A ministra Nancy Andrighi, relatora do processo acima, afirmou que a ambientalista, apesar de não ser proprietária do imóvel, é parte legítima, uma vez que a obrigação de não causar interferência prejudiciais à segurança , ao sossego e à saúde surge da qualidade de vizinho e, não de proprietário”. (RESP 622.303).
Vamos mormente definir mais amiúde alguns relevantes conceitos para o tema, como por exemplo, segurança que tem haver com solidez, estabilidade material do prédio e a incolumidade pessoal de seus moradores. Deve ser afastado qualquer perigo pessoal ou patrimonial, como por exemplo, a instalação de indústria de inflamáveis e explosivos, ou uma de produtos químicos nocivos a saúde.
Sossego é bem jurídico inestimável, componente dos direitos da personalidade, intrinsecamente ligado ao direito à privacidade. Não é a ausência completa de ruídos, mas a possibilidade de afastar ruídos excessivos que comprometam a incolumidade da pessoa.
É direito dos moradores a uma relativa tranqüilidade na qual bailes, festas, algazarras, animais e vibrações intensas provenientes de vizinhos acarretem enorme desgaste a paz do ser humano.
A violação do sossego agride o equipamento psíquico do homem e deve ser encarado como ofensa ao direito à integridade moral do homem, conceito muito próximo ao direito à intimidade, à imagem e a incolumidade mental.
Afora, os danos extrapatrimoniais os ruídos impedem o repouso, acabando por comprometer a saúde e a própria segurança do indivíduo.
O art. 1.277 do C.C. possui rol taxativo (numerus clausus) e não admite interpretação extensiva. Desta forma, se as interferências prejudicais causadas não repercutirem sob o trinômio ( saúde – segurança- sossego) a questão extrapolará do conflito de vizinhança.
Ressalte-se que a segurança, sossego e saúde são direitos da personalidade inerentes a qualquer ser humano e não apenas aos vizinhos.
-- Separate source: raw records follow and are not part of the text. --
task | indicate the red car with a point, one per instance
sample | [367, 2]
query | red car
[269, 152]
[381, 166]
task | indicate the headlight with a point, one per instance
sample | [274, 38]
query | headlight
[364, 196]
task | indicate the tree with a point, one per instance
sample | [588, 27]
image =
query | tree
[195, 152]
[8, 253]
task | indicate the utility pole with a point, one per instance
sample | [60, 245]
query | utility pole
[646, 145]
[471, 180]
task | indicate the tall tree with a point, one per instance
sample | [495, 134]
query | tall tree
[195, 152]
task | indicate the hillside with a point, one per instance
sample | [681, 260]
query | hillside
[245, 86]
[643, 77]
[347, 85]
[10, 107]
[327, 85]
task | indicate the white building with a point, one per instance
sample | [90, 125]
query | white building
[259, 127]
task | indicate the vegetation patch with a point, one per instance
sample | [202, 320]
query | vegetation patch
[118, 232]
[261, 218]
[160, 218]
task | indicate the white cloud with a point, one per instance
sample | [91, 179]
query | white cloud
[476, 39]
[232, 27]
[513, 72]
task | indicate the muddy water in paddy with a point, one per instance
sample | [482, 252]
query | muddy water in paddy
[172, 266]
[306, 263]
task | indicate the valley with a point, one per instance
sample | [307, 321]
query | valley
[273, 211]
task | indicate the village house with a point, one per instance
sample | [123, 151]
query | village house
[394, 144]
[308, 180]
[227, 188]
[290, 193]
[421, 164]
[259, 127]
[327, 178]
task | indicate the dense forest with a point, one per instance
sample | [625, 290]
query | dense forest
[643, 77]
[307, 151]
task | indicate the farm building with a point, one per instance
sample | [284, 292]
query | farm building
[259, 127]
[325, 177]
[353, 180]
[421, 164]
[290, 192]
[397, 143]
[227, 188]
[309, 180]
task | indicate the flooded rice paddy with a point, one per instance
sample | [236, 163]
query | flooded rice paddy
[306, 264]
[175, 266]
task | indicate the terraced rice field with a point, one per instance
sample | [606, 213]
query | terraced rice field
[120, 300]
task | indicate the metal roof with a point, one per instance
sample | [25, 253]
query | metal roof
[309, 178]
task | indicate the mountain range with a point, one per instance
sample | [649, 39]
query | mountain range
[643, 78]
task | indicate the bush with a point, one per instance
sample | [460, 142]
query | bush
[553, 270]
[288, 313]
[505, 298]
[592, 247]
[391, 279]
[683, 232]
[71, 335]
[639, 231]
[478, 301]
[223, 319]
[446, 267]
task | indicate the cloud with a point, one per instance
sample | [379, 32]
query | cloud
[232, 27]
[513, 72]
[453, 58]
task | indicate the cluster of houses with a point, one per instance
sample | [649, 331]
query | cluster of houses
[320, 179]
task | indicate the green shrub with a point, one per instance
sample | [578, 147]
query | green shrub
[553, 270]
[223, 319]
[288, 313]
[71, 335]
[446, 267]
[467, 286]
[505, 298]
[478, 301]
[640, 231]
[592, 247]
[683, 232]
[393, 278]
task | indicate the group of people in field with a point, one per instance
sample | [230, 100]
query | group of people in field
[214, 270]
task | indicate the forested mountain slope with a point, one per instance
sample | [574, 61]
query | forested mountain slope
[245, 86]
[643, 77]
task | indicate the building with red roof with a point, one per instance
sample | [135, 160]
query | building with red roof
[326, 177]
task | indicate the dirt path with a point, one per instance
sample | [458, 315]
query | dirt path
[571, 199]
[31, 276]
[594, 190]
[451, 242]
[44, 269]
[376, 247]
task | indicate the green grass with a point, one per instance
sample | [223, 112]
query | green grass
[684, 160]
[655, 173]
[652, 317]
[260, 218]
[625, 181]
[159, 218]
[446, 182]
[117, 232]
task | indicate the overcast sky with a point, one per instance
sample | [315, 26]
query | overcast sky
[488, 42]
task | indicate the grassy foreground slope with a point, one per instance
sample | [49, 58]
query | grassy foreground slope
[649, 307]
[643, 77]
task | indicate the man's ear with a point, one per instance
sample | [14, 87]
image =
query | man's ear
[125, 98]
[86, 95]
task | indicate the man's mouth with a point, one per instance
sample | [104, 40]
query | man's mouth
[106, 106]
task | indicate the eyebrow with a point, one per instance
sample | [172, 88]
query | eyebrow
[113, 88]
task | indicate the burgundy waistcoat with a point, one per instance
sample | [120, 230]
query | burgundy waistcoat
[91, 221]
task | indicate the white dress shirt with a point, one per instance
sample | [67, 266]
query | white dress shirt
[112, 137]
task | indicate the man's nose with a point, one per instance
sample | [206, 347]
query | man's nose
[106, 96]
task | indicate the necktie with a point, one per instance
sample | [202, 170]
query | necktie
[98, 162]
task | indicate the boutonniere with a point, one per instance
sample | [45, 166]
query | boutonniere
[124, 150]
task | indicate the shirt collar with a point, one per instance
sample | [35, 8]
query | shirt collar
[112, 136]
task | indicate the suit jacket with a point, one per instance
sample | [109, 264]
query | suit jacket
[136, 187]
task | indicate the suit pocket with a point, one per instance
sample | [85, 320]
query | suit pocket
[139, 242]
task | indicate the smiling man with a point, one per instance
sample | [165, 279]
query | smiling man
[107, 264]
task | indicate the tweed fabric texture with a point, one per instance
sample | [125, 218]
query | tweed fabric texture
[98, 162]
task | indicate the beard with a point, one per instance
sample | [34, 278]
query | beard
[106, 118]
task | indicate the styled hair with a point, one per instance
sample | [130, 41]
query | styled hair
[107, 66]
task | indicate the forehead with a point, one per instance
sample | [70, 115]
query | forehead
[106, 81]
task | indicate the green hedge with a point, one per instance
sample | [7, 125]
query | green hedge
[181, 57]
E o mau uso da propriedade dá-se pela prática de atos ilegais, abusivos ou excessivos ( não raros classificados na esfera criminal como contravenções ou crimes, o mais comum o crime de dano).
Atos excessivos são aqueles praticados com finalidades legítimas porém ainda assim gerando danos anormais e injustos passíveis de indenização em sede de responsabilidade objetiva.
Assim é sábia a popular parêmia: “é vedado exercer nossos direitos com sacrifícios dos direitos alheios” ou ainda, “o direito de um acaba quando começa o direito do outro”.
O limite do uso normal ou anormal da propriedade não pode ser teorizado , o art. 1.277 do C.C. disciplina a questão justamente pelas exceções.
Temos também como uso anormal, o não-uso ou a subtilização da propriedade de forma a causar conflitos de vizinhança. É o caso de imóvel usado com desídia ou legado ao abandono.